El problema, que lo es y muy grave, del cambio climático, ha sido el protagonista del Premio Princesa de Asturias de Cooperación Internacional, concedido a la Convención Marco de Naciones Unidas sobre el Cambio Climático y el Acuerdo de París alcanzado en diciembre de 2015. Como es bien sabido, el cambio climático es consecuencia del tremendo aumento que, desde hace más un siglo, han experimentado las emisiones producidas por mecanismos inventados por los humanos -los gases de efecto invernadero, en particular de dióxido de carbono proveniente de la utilización de combustibles fósiles-, con la subsiguiente subida de temperatura media en nuestro planeta. Ya me referí con anterioridad en estas páginas al cambio climático. Expliqué entonces que las causas de este fenómeno, una significativa parte de la ciencia que subyace en él, es conocida desde, al menos, los trabajos que Guy Callendar publicó entre 1938 y 1961 -antes, por consiguiente, de que el fenómeno alcanzase las proporciones actuales- en los que señalaba la influencia antropocéntrica en la cantidad de dióxido de carbono en la atmosfera y sus posibles consecuencias. No obstante, y a pesar de que este año, en este aspecto no de gracia sino de desgracia, ha sido el más cálido desde que se dispone de registros mundiales de temperaturas, todavía hay quienes niegan que sea un fenómeno real, argumentando que se trata de una de las muchas variaciones naturales que, desde siempre, ha experimentado el clima de la Tierra. El que se argumente esto, muestra los límites de la "razón científica".

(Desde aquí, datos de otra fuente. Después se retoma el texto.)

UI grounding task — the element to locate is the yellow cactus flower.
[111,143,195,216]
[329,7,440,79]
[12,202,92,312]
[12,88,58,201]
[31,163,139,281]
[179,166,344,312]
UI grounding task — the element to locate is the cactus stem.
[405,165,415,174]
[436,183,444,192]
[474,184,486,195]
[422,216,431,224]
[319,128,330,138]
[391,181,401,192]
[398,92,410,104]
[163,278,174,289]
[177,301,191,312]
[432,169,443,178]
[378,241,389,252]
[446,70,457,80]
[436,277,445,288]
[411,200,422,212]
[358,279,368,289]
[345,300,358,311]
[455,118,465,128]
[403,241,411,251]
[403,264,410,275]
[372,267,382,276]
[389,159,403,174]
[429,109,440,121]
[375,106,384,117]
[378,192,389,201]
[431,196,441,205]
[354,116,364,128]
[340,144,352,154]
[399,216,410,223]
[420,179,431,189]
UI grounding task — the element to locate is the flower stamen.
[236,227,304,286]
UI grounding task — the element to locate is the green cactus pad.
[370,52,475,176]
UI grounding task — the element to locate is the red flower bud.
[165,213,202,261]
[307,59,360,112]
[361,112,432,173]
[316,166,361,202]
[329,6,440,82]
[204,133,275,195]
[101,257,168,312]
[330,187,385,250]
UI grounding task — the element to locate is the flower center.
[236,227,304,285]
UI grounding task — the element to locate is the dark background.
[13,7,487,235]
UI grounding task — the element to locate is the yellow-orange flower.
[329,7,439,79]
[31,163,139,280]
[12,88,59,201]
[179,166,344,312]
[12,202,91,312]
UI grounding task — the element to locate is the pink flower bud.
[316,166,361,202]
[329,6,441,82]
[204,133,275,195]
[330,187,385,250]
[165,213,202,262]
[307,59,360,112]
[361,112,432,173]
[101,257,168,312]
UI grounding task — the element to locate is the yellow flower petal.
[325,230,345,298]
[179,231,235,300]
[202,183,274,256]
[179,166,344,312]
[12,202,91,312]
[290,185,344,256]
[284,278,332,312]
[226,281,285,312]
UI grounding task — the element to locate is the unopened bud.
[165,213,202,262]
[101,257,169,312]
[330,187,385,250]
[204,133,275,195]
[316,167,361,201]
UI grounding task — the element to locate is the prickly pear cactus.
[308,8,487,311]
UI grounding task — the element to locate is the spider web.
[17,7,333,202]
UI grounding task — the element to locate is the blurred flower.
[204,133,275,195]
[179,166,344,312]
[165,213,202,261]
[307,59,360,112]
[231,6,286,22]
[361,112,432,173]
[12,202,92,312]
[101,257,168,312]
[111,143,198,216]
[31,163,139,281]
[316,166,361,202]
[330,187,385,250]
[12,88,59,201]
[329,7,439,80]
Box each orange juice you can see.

A pesar de que la ciencia es, de lejos, el mejor instrumento de que disponemos para evaluar cualquier situación, los razonamientos científicos no son suficientes para imponer comportamientos. Se necesitan decisiones políticas, y éstas tardan en llegar, especialmente cuando están implicados intereses específicos, tanto nacionales como particulares. Por eso, cuando esas decisiones políticas llegan es obligado darles el mayor reconocimiento posible, con la esperanza, entre otros motivos, de que de esta manera, tal vez en el futuro, en situaciones de parecida gravedad, no se demore tanto el tomarlas. Esto es lo que ha hecho el jurado del Premio Princesa de Asturias de Cooperación Internacional, destacando la importancia del Acuerdo internacional (lo firmaron 195 países) alcanzado en París, en el que se sentaron las bases "para lograr un modelo de desarrollo universal que reduzca gradualmente las emisiones contaminantes, como proyecto de futuro para ayudar a todos los países a avanzar juntos hacia un modelo más limpio y sostenible".